The same practice is also being done in other ports, such as Subic, Batangas, Dagupan, Cagayan, Cebu, Cagayan de Oro, Zamboanga City and other major ports, and the amount could run to billions of pesos considering the number of containers and the length of time that it has been going on.
With these doubts continuously raised by port stakeholders on the personality and authority of AISL to implement this practice, it is high time for our concerned government agencies to look into this matter and live up to the mantra of this administration to root out corruption and abuses.
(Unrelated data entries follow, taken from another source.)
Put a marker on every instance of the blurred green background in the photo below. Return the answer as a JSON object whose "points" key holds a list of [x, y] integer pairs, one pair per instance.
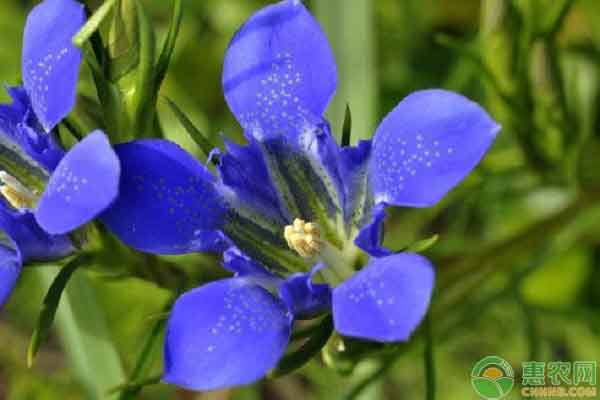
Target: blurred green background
{"points": [[518, 257]]}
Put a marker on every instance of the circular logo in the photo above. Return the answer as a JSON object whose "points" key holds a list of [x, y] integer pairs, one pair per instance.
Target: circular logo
{"points": [[492, 378]]}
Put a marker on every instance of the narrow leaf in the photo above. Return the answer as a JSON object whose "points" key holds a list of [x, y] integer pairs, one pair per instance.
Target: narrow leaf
{"points": [[347, 127], [131, 389], [51, 301], [167, 51], [93, 23], [423, 245], [298, 358], [197, 136], [429, 362], [15, 161], [144, 97], [84, 336]]}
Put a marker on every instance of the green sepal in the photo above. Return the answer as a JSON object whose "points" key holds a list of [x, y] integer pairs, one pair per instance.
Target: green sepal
{"points": [[50, 304]]}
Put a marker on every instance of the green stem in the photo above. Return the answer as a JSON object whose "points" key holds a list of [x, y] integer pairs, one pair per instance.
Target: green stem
{"points": [[350, 30], [429, 362], [93, 23]]}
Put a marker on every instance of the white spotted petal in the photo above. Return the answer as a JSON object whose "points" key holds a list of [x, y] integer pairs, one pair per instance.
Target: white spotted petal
{"points": [[426, 146], [225, 333]]}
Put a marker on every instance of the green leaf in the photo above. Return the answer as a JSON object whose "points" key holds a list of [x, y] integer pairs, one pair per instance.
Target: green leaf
{"points": [[144, 95], [84, 336], [352, 34], [93, 23], [15, 161], [131, 389], [167, 51], [46, 317], [422, 245], [197, 136], [347, 127], [429, 361], [313, 345]]}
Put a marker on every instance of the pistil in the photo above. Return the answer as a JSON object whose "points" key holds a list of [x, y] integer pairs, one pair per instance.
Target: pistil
{"points": [[17, 195]]}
Reacting on my previous stories on ports irregularities, Atty. Ferdinand A. Naque, national president of the Chamber of Customs Brokers Inc., and Samuel C. Bautista, chief learning officer of the Academy of Developmental Logistics, invited me to a breakfast meeting last Saturday at the Marriott Hotel in Pasay City and promised to provide me with more information about logistics and the movements of containers and its impact on the worsening traffic condition in the metropolis.
Bautista had a lot of information but was not ready to provide me with details on the various issues I raised in my column, while Naque, after introducing himself, just seated himself at another table with his family but did not offer any comment on the issues I raised.
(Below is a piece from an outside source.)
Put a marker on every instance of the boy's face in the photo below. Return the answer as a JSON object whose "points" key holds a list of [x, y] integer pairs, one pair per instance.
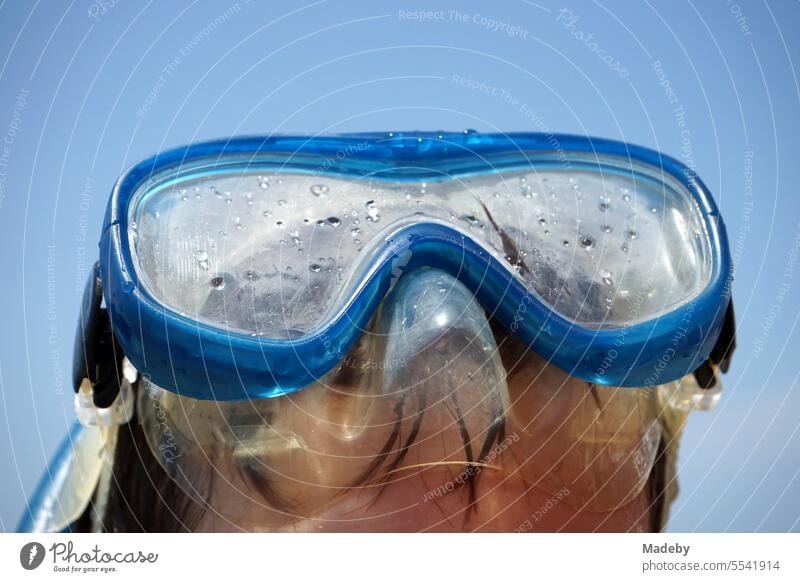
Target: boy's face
{"points": [[561, 456], [438, 420]]}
Based on my preliminary research, I discovered the names of powerful personalities actively involved in numerous activities in practically all major ports of the country, particularly on trade facilitation and logistics.
They have intricate connections in various departments of the government, including finance, tax collections agencies, trade and agriculture, mining and others.
Earlier, Department of Trade and Industry Secretary Ramon M. Lopez has requested the Bureau of Internal Revenue (BIR) to assess and collect the tax liabilities of these unscrupulous violators.
At the same time, Lopez asked the Philippine Competition Commission (PCC) to conduct a separate probe based on a joint study by the DTI-Export Development Council, the National Competitive Council and numerous complaints by ports stakeholders who discovered the unlawful practice of some shipping lines.
Ports stakeholders discovered the unlawful practice of some shipping lines that makes freight cost less transparent in order to benefit the exporters in some countries at the expense of our importers, costing the Philippine economy huge losses annually.
Since I started writing irregularities in the ports, I received seven threatening calls warning me to keep my mouth shut. I contacted the deputy NBI director and reported the threats, apart from other threats I received earlier as a result of my hard-hitting articles and the series of books I authored that exposed corruption and other venalities in the previous governments.